Documento confidencial do Bradesco BBI vende Celepar como “mina de ouro” para investidores enquanto governo fala em obsolescência

A privatização da Celepar ganhou um novo e revelador capítulo. Um documento confidencial elaborado pelo Bradesco BBI para apresentação a potenciais investidores da Faria Lima contradiz frontalmente o discurso adotado pelo governo de Ratinho Junior para justificar a venda da estatal. Enquanto publicamente o Estado fala em risco de obsolescência tecnológica, o banco apresentou a empresa ao mercado como uma "joia" do setor govtech — lucrativa, estratégica e com forte potencial de crescimento. A revelação foi feita pelo colunista Lauro Jardim, do jornal O Globo.

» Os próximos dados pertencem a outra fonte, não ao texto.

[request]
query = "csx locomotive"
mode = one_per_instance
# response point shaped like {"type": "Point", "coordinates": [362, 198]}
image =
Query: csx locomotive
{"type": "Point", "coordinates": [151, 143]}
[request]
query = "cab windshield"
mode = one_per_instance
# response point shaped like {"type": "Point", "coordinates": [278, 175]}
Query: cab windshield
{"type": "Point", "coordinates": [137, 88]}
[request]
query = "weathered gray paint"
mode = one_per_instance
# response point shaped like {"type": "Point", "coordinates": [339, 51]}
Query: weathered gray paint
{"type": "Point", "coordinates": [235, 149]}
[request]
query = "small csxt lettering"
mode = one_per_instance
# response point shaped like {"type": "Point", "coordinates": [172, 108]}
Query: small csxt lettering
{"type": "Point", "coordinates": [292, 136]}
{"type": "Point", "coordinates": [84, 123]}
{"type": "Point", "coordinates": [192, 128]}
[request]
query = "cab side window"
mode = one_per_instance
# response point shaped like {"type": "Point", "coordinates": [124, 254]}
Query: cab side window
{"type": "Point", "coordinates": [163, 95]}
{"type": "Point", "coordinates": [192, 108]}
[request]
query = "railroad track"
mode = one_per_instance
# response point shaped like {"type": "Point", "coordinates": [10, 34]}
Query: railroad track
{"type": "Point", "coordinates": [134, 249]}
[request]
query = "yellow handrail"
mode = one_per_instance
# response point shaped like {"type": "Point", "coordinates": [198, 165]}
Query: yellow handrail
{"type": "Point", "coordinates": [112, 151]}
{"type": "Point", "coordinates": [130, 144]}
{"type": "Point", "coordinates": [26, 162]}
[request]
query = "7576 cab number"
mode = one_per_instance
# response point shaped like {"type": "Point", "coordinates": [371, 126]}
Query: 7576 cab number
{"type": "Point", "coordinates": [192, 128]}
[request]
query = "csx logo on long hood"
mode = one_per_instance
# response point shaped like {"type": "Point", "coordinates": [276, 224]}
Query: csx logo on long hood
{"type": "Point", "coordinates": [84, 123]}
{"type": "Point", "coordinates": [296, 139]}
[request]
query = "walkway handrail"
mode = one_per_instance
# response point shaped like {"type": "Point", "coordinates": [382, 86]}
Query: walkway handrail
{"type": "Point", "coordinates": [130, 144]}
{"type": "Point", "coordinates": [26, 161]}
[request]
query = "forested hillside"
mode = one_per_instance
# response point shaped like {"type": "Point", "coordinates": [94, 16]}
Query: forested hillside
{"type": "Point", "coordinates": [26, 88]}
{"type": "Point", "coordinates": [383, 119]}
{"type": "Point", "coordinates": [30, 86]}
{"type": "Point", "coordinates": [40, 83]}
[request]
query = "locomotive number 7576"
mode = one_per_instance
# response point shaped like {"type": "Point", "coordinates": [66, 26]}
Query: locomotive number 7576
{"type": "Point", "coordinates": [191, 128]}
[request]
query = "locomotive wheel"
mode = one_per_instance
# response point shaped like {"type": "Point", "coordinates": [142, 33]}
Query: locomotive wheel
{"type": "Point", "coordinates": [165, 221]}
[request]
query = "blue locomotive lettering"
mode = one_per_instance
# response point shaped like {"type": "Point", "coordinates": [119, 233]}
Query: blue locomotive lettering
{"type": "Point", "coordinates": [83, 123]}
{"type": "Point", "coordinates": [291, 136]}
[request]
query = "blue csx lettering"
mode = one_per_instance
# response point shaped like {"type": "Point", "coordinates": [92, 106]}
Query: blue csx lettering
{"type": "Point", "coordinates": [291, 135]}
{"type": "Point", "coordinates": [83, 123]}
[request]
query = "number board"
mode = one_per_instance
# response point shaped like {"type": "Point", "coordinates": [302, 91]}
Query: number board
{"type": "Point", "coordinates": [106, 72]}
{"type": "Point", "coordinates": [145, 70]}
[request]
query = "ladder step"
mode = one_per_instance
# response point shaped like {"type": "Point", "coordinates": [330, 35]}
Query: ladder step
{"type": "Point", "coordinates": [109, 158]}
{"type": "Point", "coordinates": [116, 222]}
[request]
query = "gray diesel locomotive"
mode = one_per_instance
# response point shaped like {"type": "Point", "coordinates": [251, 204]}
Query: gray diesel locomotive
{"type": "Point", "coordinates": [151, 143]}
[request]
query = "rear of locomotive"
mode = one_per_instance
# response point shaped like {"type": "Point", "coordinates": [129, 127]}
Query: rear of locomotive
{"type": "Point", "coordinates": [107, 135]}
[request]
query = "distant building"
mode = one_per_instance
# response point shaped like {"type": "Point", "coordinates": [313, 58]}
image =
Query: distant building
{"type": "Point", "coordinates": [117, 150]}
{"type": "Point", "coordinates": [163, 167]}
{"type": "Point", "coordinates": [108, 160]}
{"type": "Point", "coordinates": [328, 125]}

O material integra o chamado Projeto NEX, nome oficial dado à operação de privatização da companhia de tecnologia do Estado. No documento, a Celepar é descrita com atributos que dificilmente combinam com a narrativa de crise: "fortes vantagens competitivas", "crescimento robusto" e potencial para se tornar a "primeira big tech do Paraná".

Números do Projeto NEX — O que o Bradesco BBI mostrou aos investidores
Receita líquida (2025)
R$ 556,9 mi
Balanço oficial da Celepar
Lucro líquido (2025)
R$ 210,7 mi
Resultado recorde da estatal
Margem Ebitda (2024)
30,6%
Considerada elevada no setor
Margem líquida (2024)
26,8%
Superior a empresas comparáveis

O discurso duplo

Para o povo, obsolescência. Para o mercado, big tech

A contradição no centro do debate é direta: o governo do Paraná tem defendido publicamente que a Celepar enfrenta riscos de ficar tecnologicamente ultrapassada e que a entrada da iniciativa privada seria necessária para modernizá-la. Ao mesmo tempo, o Bradesco BBI — banco contratado para conduzir a operação — apresentou aos investidores uma empresa com lucratividade superior à de concorrentes privados do mesmo segmento.

Para a oposição na Assembleia Legislativa do Paraná, a divulgação do conteúdo do Projeto NEX expõe uma narrativa construída para viabilizar politicamente uma privatização que, pelos números, não teria justificativa econômica clara. O líder da oposição, Arilson Chiorato, e a líder da bancada do PT, Ana Júlia Ribeiro, têm questionado reiteradamente a falta de transparência no processo e os riscos ligados à transferência de dados públicos estratégicos para controle privado.


O que está em jogo

Dados de milhões de paranaenses no centro do debate

A Celepar é responsável por sistemas considerados essenciais para a administração pública estadual. Sob seu controle estão informações de milhões de paranaenses nas áreas de saúde, educação, segurança pública, arrecadação tributária e cadastro de servidores estaduais — um conjunto de dados que parlamentares contrários à venda classificam como estratégico e sensível demais para ser repassado à iniciativa privada.

Além da questão dos dados, a oposição também apontou outras irregularidades no processo: condução sigilosa de etapas da privatização, renovação antecipada de contratos bilionários antes do leilão ser concluído e o risco de perda da soberania digital do Estado.


Poder Judiciário

STF já suspendeu o leilão uma vez

O debate chegou ao Supremo Tribunal Federal. Em decisão anterior, o ministro Flávio Dino suspendeu o leilão da Celepar ao apontar a necessidade de garantias mais rígidas para a proteção de dados e para a preservação do controle estatal sobre sistemas considerados estratégicos. O processo segue em aberto.

A divulgação do Projeto NEX amplia o alcance da discussão ao colocar em evidência a diferença entre o que é dito à população paranaense e o que foi apresentado, em caráter confidencial, aos investidores do mercado financeiro.